Joan Margaret Harrison was born in East Ham on 9th October 1916 where she grew up with her parents, Joseph Harrison and Daisie E.M. Harrison née Hoskins who had married in the Godstone District of East Surrey in the summer of 1912. Her father served in Belgium in the Royal Horse Artillery in the Great War. He was not discharged until 1921. When she had mumps and scarlet fever she was taken to the huge tar vats near the Northern Outfall Sewer bank at the nearby Beckton Gas Works to inhale the tar fumes which helped clear her congested throat. Her school classes were large with up to 50 children. Joan remembered school visits to London Parks and the Tower of London. She had the good fortune to win a school holiday week to Shanklin in April and took a bunch of primroses and violets home for her mother wrapped in a damp handkerchief.
Joan spent the whole of the Second World War working in London. She was called up in 1942 and because she was a clerk-typist she was put in the temporary Civil Service. After the War she passed the Civil Service entrance exam and worked in the Ministry of Food which later became the Ministry of Agriculture, Fisheries and Food (later DEFRA). Her office was located in Horseferry Road, Westminster. She later worked as an auditor. On Shrove Tuesday evening 1942, Joan and her parents were bombed out of their house and a fortnight later moved to Fencepiece Road Barkingside. Joan was also bombed out of her London office and woke up amongst rubble.

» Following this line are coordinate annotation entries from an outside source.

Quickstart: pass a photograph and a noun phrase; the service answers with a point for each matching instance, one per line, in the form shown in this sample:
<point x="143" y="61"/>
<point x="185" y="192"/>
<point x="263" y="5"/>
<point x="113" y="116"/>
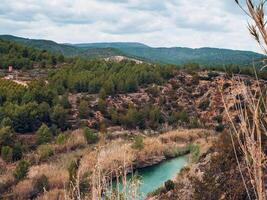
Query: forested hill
<point x="175" y="55"/>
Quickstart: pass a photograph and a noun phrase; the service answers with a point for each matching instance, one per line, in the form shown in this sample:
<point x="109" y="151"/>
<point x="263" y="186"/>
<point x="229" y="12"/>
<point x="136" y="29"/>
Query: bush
<point x="17" y="152"/>
<point x="21" y="170"/>
<point x="204" y="105"/>
<point x="45" y="151"/>
<point x="6" y="153"/>
<point x="90" y="135"/>
<point x="72" y="169"/>
<point x="40" y="184"/>
<point x="61" y="138"/>
<point x="169" y="185"/>
<point x="83" y="109"/>
<point x="6" y="136"/>
<point x="195" y="152"/>
<point x="218" y="118"/>
<point x="138" y="143"/>
<point x="44" y="135"/>
<point x="6" y="122"/>
<point x="219" y="128"/>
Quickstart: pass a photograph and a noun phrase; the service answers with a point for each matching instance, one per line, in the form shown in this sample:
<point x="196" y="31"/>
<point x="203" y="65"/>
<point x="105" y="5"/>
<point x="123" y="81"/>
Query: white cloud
<point x="190" y="23"/>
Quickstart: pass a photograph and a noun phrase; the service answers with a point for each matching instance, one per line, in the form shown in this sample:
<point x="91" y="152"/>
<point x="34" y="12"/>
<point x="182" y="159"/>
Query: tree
<point x="21" y="170"/>
<point x="59" y="117"/>
<point x="44" y="135"/>
<point x="83" y="109"/>
<point x="6" y="153"/>
<point x="90" y="135"/>
<point x="138" y="143"/>
<point x="6" y="136"/>
<point x="6" y="122"/>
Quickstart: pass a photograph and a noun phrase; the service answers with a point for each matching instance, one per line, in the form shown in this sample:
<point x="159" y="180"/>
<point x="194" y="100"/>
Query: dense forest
<point x="23" y="57"/>
<point x="175" y="55"/>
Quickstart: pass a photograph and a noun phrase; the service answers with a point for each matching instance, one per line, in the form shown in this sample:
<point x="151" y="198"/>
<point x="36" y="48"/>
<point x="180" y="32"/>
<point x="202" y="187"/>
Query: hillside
<point x="66" y="50"/>
<point x="175" y="55"/>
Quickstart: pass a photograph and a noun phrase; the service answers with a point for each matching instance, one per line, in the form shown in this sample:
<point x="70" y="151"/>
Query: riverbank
<point x="105" y="160"/>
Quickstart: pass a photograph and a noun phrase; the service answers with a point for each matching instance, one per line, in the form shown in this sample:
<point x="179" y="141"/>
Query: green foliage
<point x="73" y="169"/>
<point x="108" y="77"/>
<point x="169" y="185"/>
<point x="45" y="151"/>
<point x="21" y="170"/>
<point x="6" y="122"/>
<point x="59" y="117"/>
<point x="219" y="128"/>
<point x="195" y="152"/>
<point x="218" y="118"/>
<point x="90" y="136"/>
<point x="17" y="152"/>
<point x="6" y="153"/>
<point x="138" y="143"/>
<point x="176" y="152"/>
<point x="204" y="105"/>
<point x="134" y="118"/>
<point x="21" y="57"/>
<point x="6" y="136"/>
<point x="61" y="138"/>
<point x="155" y="116"/>
<point x="40" y="184"/>
<point x="44" y="135"/>
<point x="83" y="109"/>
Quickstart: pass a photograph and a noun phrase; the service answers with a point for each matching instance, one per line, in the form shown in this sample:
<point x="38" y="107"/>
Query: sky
<point x="165" y="23"/>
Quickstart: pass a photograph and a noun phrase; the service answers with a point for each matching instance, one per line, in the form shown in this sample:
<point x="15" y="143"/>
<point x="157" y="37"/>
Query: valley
<point x="74" y="126"/>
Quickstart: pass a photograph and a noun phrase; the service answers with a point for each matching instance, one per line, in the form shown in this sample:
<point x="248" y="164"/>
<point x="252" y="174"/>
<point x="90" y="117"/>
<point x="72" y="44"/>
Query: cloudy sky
<point x="188" y="23"/>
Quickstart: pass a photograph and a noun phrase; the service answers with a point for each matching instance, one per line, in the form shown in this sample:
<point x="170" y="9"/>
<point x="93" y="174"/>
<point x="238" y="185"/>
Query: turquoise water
<point x="153" y="177"/>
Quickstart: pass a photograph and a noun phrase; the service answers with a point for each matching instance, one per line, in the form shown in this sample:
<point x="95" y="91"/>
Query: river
<point x="153" y="177"/>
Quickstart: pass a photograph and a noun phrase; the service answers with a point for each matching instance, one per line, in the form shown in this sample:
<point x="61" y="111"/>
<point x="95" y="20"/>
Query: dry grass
<point x="184" y="136"/>
<point x="56" y="194"/>
<point x="152" y="147"/>
<point x="75" y="140"/>
<point x="251" y="135"/>
<point x="23" y="189"/>
<point x="57" y="177"/>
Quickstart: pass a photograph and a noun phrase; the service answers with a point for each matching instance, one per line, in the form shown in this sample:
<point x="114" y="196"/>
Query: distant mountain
<point x="65" y="49"/>
<point x="175" y="55"/>
<point x="116" y="45"/>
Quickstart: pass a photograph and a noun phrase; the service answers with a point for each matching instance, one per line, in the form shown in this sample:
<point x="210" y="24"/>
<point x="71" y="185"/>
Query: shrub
<point x="138" y="143"/>
<point x="21" y="170"/>
<point x="6" y="153"/>
<point x="204" y="105"/>
<point x="194" y="123"/>
<point x="17" y="152"/>
<point x="6" y="122"/>
<point x="6" y="136"/>
<point x="83" y="109"/>
<point x="219" y="128"/>
<point x="169" y="185"/>
<point x="72" y="169"/>
<point x="183" y="117"/>
<point x="61" y="138"/>
<point x="45" y="151"/>
<point x="90" y="135"/>
<point x="40" y="184"/>
<point x="44" y="135"/>
<point x="218" y="118"/>
<point x="195" y="152"/>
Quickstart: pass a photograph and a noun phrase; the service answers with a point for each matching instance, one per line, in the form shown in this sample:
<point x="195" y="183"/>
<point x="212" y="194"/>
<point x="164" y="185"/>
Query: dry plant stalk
<point x="106" y="183"/>
<point x="251" y="133"/>
<point x="113" y="184"/>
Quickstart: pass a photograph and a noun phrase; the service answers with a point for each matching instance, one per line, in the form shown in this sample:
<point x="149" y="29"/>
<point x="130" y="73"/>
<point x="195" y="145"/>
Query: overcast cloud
<point x="189" y="23"/>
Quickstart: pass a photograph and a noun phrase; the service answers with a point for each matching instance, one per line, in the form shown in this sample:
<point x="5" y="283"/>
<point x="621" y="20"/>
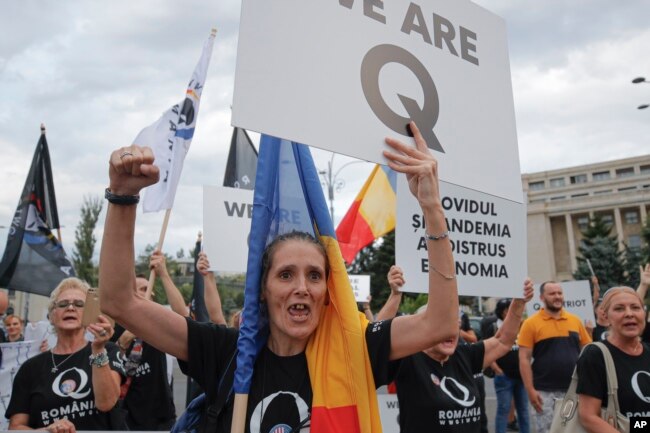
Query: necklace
<point x="55" y="366"/>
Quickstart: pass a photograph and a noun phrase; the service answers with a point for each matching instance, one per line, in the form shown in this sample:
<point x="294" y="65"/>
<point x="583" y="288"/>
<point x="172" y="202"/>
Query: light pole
<point x="639" y="80"/>
<point x="332" y="182"/>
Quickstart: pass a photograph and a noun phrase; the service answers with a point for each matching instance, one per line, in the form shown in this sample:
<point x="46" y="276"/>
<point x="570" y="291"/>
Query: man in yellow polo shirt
<point x="549" y="346"/>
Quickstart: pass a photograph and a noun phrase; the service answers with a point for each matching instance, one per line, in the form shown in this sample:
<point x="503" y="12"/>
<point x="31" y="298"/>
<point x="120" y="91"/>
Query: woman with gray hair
<point x="74" y="385"/>
<point x="623" y="309"/>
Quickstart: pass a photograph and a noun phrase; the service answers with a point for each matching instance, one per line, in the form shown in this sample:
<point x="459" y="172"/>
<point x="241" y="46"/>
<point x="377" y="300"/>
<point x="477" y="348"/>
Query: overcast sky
<point x="96" y="73"/>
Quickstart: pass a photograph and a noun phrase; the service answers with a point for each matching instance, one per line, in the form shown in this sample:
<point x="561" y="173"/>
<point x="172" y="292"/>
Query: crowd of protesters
<point x="95" y="378"/>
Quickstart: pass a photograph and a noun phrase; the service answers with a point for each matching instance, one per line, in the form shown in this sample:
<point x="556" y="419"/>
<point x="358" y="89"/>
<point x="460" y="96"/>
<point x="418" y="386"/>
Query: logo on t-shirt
<point x="260" y="410"/>
<point x="72" y="383"/>
<point x="637" y="388"/>
<point x="454" y="390"/>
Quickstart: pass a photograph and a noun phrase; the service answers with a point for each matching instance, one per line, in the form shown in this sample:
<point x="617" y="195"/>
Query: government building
<point x="560" y="203"/>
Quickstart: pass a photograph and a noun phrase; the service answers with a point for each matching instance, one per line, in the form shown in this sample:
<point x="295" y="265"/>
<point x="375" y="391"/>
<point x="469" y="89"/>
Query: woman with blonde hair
<point x="623" y="309"/>
<point x="74" y="385"/>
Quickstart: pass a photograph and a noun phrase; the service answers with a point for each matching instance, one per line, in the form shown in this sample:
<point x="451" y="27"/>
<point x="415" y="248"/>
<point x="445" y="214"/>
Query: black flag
<point x="34" y="260"/>
<point x="242" y="161"/>
<point x="198" y="311"/>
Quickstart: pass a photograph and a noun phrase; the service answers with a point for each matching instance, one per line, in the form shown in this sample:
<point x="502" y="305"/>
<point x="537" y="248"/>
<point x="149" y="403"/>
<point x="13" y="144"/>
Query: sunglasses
<point x="78" y="303"/>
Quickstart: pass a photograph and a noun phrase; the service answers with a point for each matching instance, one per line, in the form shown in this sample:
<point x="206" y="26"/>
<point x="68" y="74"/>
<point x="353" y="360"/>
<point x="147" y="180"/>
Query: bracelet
<point x="99" y="360"/>
<point x="123" y="200"/>
<point x="437" y="237"/>
<point x="445" y="276"/>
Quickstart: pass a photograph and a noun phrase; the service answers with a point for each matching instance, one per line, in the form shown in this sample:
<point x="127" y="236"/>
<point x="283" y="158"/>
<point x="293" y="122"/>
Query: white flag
<point x="171" y="135"/>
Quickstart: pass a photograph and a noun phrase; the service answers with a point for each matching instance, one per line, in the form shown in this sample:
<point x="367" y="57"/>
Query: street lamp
<point x="332" y="182"/>
<point x="639" y="80"/>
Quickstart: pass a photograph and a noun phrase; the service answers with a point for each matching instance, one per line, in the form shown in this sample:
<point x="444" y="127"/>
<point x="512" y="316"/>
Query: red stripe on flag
<point x="335" y="420"/>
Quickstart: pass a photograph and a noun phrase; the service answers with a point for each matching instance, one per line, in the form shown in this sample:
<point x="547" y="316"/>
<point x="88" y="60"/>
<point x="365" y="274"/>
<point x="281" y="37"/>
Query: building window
<point x="607" y="219"/>
<point x="557" y="182"/>
<point x="583" y="222"/>
<point x="602" y="175"/>
<point x="579" y="178"/>
<point x="631" y="217"/>
<point x="634" y="242"/>
<point x="625" y="172"/>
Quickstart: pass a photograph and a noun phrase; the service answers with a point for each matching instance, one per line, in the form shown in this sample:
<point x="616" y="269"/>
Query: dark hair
<point x="541" y="286"/>
<point x="501" y="307"/>
<point x="269" y="252"/>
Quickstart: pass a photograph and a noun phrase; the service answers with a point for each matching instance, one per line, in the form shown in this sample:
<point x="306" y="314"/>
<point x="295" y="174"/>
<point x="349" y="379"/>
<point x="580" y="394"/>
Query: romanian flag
<point x="371" y="215"/>
<point x="288" y="196"/>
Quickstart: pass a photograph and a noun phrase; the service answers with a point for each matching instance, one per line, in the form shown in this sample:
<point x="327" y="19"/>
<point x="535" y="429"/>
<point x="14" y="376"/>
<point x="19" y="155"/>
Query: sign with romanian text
<point x="343" y="75"/>
<point x="577" y="300"/>
<point x="361" y="287"/>
<point x="487" y="235"/>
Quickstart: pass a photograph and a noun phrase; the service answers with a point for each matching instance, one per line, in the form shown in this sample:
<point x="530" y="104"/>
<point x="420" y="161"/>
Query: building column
<point x="572" y="243"/>
<point x="619" y="228"/>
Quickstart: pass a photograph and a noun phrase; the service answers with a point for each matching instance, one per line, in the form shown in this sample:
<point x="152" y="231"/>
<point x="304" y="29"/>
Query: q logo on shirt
<point x="465" y="402"/>
<point x="637" y="389"/>
<point x="75" y="385"/>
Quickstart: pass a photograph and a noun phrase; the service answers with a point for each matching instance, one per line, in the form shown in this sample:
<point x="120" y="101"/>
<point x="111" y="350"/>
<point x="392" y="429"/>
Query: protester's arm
<point x="501" y="343"/>
<point x="155" y="324"/>
<point x="210" y="291"/>
<point x="158" y="263"/>
<point x="596" y="291"/>
<point x="411" y="334"/>
<point x="644" y="280"/>
<point x="106" y="382"/>
<point x="395" y="281"/>
<point x="526" y="371"/>
<point x="589" y="412"/>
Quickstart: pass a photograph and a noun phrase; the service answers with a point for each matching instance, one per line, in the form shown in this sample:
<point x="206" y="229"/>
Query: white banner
<point x="488" y="236"/>
<point x="361" y="287"/>
<point x="226" y="224"/>
<point x="577" y="300"/>
<point x="367" y="67"/>
<point x="171" y="135"/>
<point x="13" y="356"/>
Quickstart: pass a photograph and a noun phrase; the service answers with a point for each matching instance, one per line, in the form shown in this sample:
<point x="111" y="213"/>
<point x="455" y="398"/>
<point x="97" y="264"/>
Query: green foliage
<point x="375" y="260"/>
<point x="601" y="249"/>
<point x="84" y="244"/>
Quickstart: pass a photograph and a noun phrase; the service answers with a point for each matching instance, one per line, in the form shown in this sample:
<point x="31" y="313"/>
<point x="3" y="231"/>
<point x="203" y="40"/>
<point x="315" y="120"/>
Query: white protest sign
<point x="488" y="236"/>
<point x="227" y="216"/>
<point x="367" y="67"/>
<point x="361" y="287"/>
<point x="577" y="300"/>
<point x="13" y="356"/>
<point x="388" y="412"/>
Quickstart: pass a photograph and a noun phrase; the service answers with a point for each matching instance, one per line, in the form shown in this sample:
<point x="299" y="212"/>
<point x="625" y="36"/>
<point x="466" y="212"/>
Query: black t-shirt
<point x="150" y="401"/>
<point x="48" y="397"/>
<point x="280" y="394"/>
<point x="632" y="373"/>
<point x="440" y="397"/>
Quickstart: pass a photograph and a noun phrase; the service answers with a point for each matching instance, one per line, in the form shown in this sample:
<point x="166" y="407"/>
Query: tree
<point x="600" y="247"/>
<point x="84" y="244"/>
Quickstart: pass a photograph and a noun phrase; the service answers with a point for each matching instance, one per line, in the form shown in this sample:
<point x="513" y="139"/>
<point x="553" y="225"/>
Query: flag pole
<point x="161" y="239"/>
<point x="239" y="413"/>
<point x="58" y="229"/>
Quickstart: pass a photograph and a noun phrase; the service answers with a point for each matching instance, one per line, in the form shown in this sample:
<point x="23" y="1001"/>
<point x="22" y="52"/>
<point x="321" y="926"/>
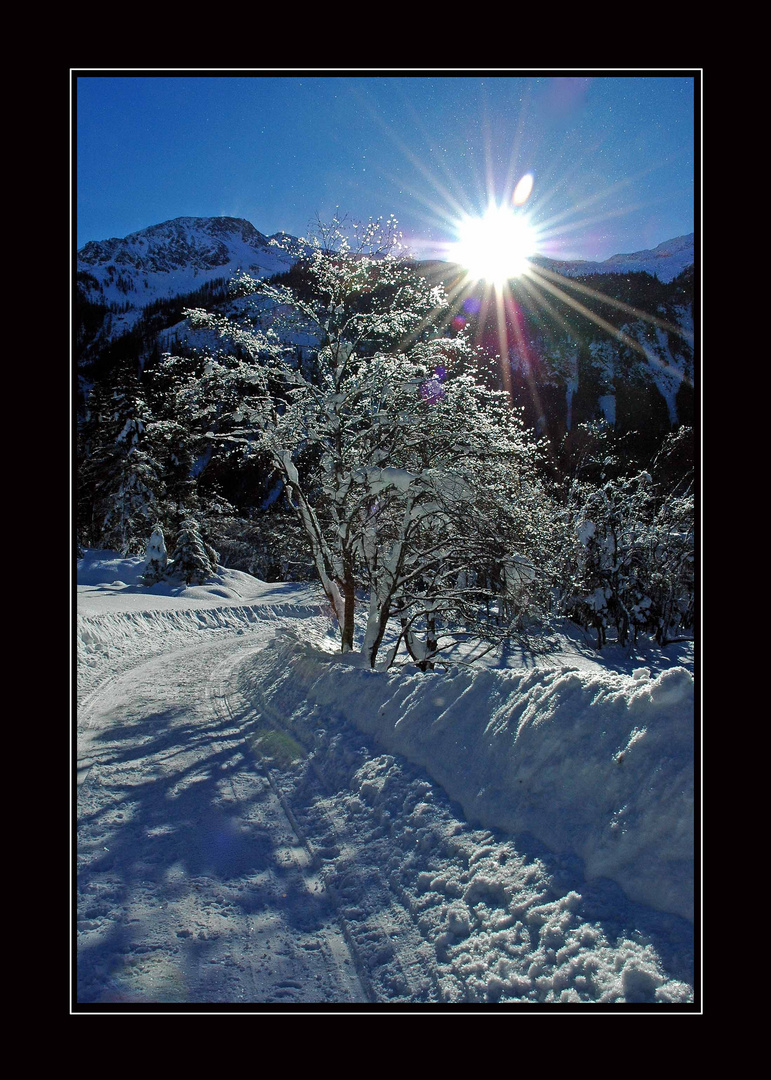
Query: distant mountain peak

Joan did much work at Holy Trinity Church running an Anglican Young People’s Association. She also became a stalwart Sunday School teacher, a member of the Mothers’ Union and a keen member of the Bible Group. Joan cared for her aging parents and became Secretary of the Carers’ Association.
Joan was a lovely lady who took exotic holidays, once canoeing down the Nile. She and her father enjoyed watching cricket and football matches. Both were West Ham United supporters. She was also a steam railway enthusiast.
Although a keen cyclist, Joan bought a VW Beetle car in 1973 which she only sold in 2006. She often visited the housebound and was pleased to run errands. Her own health was not particularly good and deteriorated as she got older. In her last years she lived in Belmont Lodge Nursing Home, Fencepiece Road, but did not give up her bungalow in Waterloo Road.
Despite her adversities she was always kind, thoughtful, cheerful and ever positive. Her mind was alert and her conversation lively. Joan joined the Barking and District Historical Society in 1958 and at one time took the minutes and acted as Publicity Secretary. Joan quietly made substantial donations to the Society over the years. She often recalled being taken home by the legendary Dagenham Librarian John G. O’Leary. Joan was elected a Vice-President of our Society in 1994. Even in her late eighties she was a regular attendee at our monthly meetings and when her failing health did not allow her to attend meetings, she retained a great interest in the Society.
Joan sadly passed away on 3 August 2010 and her funeral took place at her beloved Holy Trinity Church, Barkingside on Monday 23rd August 2010 and was followed by cremation at Forest Park Crematorium, Hainault.